Pendant les 6-12 mois critiques où l'on cherche un nouvel assureur, plusieurs mesures protectrices :
Limiter l'exposition
Refuser les chantiers nouveaux soumis à décennale tant que le contrat n'est pas finalisé. Privilégier les missions de conseil pur, expertise, audit qui ne relèvent pas de la décennale.
Communication transparente avec les clients
Si un client en cours demande une attestation à jour, expliquer la situation : recherche d'un nouvel assureur après résiliation, BCT en cours, etc. La transparence rassure plus que le silence.
Constituer une réserve financière
Mettre de côté l'équivalent d'une prime majorée annuelle (10-15 k€ pour un BET PME).

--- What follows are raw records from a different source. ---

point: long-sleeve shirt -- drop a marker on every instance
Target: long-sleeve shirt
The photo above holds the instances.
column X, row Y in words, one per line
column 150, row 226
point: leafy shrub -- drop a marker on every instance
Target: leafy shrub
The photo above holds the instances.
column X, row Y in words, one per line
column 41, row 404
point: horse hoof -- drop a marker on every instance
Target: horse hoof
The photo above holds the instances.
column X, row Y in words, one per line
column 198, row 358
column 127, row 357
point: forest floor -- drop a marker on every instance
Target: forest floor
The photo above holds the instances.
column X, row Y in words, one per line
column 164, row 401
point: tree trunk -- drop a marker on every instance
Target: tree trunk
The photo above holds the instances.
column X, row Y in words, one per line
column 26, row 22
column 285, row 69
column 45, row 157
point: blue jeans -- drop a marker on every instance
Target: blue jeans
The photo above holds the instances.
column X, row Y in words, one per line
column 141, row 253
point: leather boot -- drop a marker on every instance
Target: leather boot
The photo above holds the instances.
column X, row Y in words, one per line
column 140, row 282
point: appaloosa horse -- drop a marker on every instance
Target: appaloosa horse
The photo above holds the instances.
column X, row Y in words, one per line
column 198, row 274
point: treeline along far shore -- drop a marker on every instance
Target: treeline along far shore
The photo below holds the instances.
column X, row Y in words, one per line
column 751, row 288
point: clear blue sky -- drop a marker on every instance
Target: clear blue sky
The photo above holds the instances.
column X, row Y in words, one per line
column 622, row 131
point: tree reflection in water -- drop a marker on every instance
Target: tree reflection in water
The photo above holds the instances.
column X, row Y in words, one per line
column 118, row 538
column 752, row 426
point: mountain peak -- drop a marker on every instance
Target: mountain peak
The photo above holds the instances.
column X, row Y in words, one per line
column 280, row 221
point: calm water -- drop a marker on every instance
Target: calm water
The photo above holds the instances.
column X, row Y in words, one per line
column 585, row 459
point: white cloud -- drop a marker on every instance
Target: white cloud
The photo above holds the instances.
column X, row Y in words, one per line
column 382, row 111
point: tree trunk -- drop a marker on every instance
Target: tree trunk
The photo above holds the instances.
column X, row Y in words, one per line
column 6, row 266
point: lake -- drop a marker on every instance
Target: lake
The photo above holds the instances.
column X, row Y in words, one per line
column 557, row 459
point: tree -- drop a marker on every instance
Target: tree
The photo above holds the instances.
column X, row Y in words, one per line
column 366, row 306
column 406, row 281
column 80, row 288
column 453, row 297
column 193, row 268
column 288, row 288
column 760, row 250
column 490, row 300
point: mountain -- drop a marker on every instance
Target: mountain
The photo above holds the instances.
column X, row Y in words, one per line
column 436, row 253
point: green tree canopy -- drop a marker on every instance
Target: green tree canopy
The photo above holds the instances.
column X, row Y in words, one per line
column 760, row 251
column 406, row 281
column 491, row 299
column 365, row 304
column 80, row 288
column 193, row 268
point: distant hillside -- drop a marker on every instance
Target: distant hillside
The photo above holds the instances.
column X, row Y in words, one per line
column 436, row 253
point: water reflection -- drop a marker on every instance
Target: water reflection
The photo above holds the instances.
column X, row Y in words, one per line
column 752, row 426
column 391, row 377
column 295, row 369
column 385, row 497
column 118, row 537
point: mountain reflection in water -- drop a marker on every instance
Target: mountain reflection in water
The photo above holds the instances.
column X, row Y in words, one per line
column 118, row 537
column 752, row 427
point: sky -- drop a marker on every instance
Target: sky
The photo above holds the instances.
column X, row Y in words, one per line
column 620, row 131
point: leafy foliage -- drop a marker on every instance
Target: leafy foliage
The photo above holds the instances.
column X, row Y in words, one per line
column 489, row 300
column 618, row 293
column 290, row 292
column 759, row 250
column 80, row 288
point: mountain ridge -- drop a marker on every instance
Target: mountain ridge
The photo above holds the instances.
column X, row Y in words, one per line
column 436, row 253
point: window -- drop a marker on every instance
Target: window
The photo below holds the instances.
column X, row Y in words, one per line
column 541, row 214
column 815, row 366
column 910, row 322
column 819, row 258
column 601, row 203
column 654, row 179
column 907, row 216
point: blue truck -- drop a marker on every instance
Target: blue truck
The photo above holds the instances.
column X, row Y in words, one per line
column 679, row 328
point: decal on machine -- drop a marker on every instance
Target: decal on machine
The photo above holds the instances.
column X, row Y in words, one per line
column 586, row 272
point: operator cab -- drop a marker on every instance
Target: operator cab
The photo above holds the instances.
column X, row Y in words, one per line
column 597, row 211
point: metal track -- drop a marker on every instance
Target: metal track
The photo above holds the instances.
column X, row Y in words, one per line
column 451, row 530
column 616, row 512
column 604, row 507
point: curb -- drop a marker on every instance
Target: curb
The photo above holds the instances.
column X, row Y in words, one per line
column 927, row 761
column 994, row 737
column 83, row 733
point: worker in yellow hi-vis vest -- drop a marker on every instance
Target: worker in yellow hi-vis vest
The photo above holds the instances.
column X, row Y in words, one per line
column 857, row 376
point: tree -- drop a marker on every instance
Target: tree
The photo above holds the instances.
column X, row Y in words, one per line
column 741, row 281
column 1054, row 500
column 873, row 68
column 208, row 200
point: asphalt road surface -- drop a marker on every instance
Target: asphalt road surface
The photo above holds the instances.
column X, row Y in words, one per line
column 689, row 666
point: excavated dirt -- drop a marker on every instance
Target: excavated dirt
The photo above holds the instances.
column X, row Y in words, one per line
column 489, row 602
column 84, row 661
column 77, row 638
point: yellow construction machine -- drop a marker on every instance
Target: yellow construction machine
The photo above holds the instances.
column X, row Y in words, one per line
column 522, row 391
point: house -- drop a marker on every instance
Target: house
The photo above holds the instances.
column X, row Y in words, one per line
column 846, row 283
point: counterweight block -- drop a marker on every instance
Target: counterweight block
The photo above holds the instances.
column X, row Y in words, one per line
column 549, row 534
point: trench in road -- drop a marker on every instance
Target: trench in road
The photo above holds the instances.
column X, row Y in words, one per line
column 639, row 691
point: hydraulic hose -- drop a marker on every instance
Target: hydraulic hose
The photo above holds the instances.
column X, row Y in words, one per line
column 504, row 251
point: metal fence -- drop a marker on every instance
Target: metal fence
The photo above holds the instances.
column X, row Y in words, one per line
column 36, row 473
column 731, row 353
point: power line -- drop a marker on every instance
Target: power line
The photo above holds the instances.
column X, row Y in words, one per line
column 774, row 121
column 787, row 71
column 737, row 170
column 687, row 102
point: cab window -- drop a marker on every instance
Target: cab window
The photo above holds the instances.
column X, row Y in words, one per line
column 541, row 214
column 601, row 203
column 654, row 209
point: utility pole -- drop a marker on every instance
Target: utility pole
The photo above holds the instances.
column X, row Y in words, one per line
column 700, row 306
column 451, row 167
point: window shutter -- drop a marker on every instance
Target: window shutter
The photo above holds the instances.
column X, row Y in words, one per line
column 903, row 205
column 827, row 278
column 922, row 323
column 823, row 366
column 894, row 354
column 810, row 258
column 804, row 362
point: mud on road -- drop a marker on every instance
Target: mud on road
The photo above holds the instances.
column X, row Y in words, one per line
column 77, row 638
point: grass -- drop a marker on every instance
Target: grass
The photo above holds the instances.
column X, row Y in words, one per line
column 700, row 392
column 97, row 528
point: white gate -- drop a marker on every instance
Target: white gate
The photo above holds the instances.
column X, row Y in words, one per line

Garantie de pouvoir payer la prime risque aggravé sans tension de trésorerie.
Cas concret : un BET fluides après 2 sinistres en 3 ans
Profil : BET fluides PME, 8 personnes, 750 k€ de CA. 2 sinistres décennaux successifs liés à des erreurs de dimensionnement de réseaux d'évacuation. Indemnisation totale 280 000 €. Résiliation par l'assureur historique à l'échéance suivante.
Trajectoire de redressement sur 24 mois :
- Mois 0-1 : refus de 4 assureurs classiques. Recours BCT initié.
- Mois 2-3 : en parallèle, courtier risques aggravés. Acceptation chez AIG, prime 14 200 €/an (vs 5 800 €/an précédemment, soit +145 %).
- Mois 4-12 : audit qualité interne, double validation systématique, démarrage ISO 9001. Aucun nouveau sinistre.
- Mois 13-18 : ISO 9001 obtenue. Renégociation avec AIG : prime ramenée à 11 800 €/an.
- Mois 19-24 : retour vers le marché classique via courtier. Acceptation chez Hiscox Engineering à 8 200 €/an. Retour vers le marché standard à 24 mois post-bascule.
Coût total des 2 années de risque aggravé : ~14 000 € de surcoût (vs marché normal). À mettre en regard de la facture des 2 sinistres (280 k€) qui aurait été à la charge du BET sans assurance valide.